En un año donde las terceras partes han sido la tónica dominante de los grandes estudios de Hollywood, la meca del cine apuesta ahora por revivir y resucitar sagas que marcaron época y que pueden seguir teniendo su pequeño lugar en lo más alto de las taquillas. Sagas que en los 80 dominaron tanto que dejaron el cine para convertirse en fenómenos sociales, incluso algunos (los mejores) en históricos. Trilogías rodadas en los 80 (en algún caso la última entrega fue en los 90) que reaparecen dos décadas después algunas con verdaderos intereses más entrañables que artísticos, y otras por el mero hecho de rascar cuanto más dinero mejor. Franquicias tan míticas como las de Arma Letal, La Jungla de Cristal, Rambo e Indiana Jones han gozado de rentables beneficios en su desembarco del siglo XXI (A pesar que Rambo e Indy aún no se han estrenado pero visto el panorama, no se le augura un futuro muy oscuro), y John Mclane ha dominado media taquilla con su chulería este verano. Total, para eso se hace.
En el caso particular de esta cuarta entrega de La Jungla de Cristal, los creadores han conseguido un muy digno producto que a pesar que su exageración pierda seriedad en su conjunto final, no desmerece una voluntad por recuperar ese espíritu que parecía olvidado por hacer una película de acción de buenos y malos, de villanos locos y héroes humanos que sudan, corren, se caen y les cuesta unas cuantas canas y huesos rotos acabar salvando al mundo. Por eso, el mayor acierto del film radica en buscar un equilibrio mezclando dos conceptos tan antagónicos como el detective a la antigua John Mclane y el progreso. Dos maneras opuestas que en el choque frontal es donde se consiguen más resultados. No deja de tener cierta gracia que ante una amenaza electrónica a nivel mundial que puede suponer la vuelta a la edad de piedra, un personaje tan pintoresco como Mclane que no sabe utilizar un ordenador, sea el único capaz de hacerle frente. Eso sí, a la antigua usanza, sin medias tintas, a base de hostias, y mala leche. Esa mezcla es la que levanta la película ya que hábilmente se consigue una identificación entre Mclane y el espectador que no entienda de jerga informática ni de procesos cibernéticos. Así pues, la empatía entre el héroe y el público es total desde el primer minuto, ya que los procedimientos utilizados por el singular policía son atractivos para el espectador menos exigentes. Solucionar las cosas a base de tiros es siempre un aliciente para las mentes que busquen un refugio evasivo en las salas de cine.

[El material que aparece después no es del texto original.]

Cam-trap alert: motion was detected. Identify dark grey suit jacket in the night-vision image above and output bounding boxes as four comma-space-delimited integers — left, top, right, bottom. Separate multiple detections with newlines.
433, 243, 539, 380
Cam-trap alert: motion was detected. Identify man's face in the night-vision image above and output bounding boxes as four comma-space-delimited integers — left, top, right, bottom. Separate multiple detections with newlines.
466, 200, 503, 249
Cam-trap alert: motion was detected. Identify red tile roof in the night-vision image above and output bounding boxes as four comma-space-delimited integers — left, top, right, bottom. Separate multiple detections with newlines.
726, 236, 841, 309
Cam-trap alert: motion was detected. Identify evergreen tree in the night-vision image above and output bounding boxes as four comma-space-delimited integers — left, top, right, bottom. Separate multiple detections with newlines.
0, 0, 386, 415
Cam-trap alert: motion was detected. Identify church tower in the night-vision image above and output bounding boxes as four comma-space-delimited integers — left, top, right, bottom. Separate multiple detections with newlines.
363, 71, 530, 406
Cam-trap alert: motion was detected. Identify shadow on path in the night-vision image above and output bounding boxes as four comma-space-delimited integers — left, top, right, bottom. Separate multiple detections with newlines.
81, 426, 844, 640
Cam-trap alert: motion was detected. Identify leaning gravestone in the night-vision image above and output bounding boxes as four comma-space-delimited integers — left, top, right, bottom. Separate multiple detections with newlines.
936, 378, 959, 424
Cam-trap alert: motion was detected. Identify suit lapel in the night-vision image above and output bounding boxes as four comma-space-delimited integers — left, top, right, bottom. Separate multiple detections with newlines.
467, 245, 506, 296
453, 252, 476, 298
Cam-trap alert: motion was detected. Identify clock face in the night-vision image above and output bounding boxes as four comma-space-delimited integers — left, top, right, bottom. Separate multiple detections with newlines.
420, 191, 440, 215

A todo ello ayuda la motivada interpretación de un Bruce Willis totalmente a gusto con su más mítico personajes, y que necesitado de un gran éxito en su carrera debido a sus erróneas intervenciones durante los últimos años (excepto en la excelente Sin City de Rodríguez y Tarantino), le permite volver al cómodo lugar que disfrutaba en su apogeo. Sin embargo, aún siendo un gran entretenimiento, la película se atasca en su necesidad de ser más grande, más espectacular y más sorprendente que ninguna otra ya que esa grandiosidad (la persecución entre el camión y el avión por ejemplo) anula por completo el hallazgo de intentar buscar un pequeño halo de realidad en la amenaza terrorista y la resolución por parte de nuestro héroe.
Como consecuencia, La Jungla 4.0 es una más que digna película de acción y disfrute que no llega a la altura de sus predecesoras debido a estos puntuales momentos de aparatosidad, pero que es un digno cierre (¿o no?) a una de las hasta este año, trilogías más exitosas, míticas y entrañables de los últimos 20 años.